# 6x39w T5HO Freshwater too much?



## Ajaxandrew (Jan 8, 2015)

Hello
I recently upgraded my double 39w fixture to a quadruple, it produces beautiful results in both growth and aesthetics. Then I got to thinking why not run both? They stay on about 12 hours a day.
And I have been doing that on my 65g 24" deep tank for a month now. Lately however my plants, especially pogostemon-helferi and Val's have lost their once vibrant green and and yellowing/browning, I'm wondering if it's too much light? The tank is co2 injected and the substrate is flourite capped topsoil (the tank was supposed to be a Walstad but I couldn't cope with the low maintainence). The other thing I'm wondering is if I should start fertilizing given the high light and resulting growth, surely the topsoil can't provide for everything? I will Prob try EI dosing with dry Ferts once I figure out where to buy it. Also noticing a lot of new algae growth on vals closer to the top near the bulbs (six inches).
Any thoughts or advice or input is appreciated.

Thanks
Andrew


----------



## cb1021 (Sep 21, 2009)

There's many things that need to balance in a planted aquarium. When you increase your lighting, that means the plants require more nutrients because the level of light has increased. I'm talking about Liebig's law of the minimum. The browning you see from your Helferi and Vals could be an indicator of insufficient nutrients.

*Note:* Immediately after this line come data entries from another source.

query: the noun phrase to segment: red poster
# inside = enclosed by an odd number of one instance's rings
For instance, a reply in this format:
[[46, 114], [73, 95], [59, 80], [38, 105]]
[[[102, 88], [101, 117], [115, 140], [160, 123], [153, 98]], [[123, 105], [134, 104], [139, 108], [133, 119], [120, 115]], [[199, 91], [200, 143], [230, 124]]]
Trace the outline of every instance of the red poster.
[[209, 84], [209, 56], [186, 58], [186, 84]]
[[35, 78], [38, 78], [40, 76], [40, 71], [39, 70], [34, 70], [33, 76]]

Running high light tanks opens up a new avenue - it's quite different than running a low light tank (as you had previously). Take a read up on "The EI Concept explained".

I think you can run 6 x 39 watt over a 24" tank, but you need to make sure your co2 keeps up. If you don't have enough co2 (30ppm), you will get algae. If you have enough co2 but not enough nutrients, you will get poor growth.

In terms of fertilizing, dry ferts is the way to go. I bought my dry ferts from http://www.canadianaquatics.com/ the pricing is very good.


----------



## arturo (Jun 29, 2014)

im running 6 bulbs on my tank. Mind you, i only run them at 100% for 4hrs. I have good balance and a good cleanup crew, but sometimes a tiny bit of algae makes an appearance. nothing a water change cant fix.


----------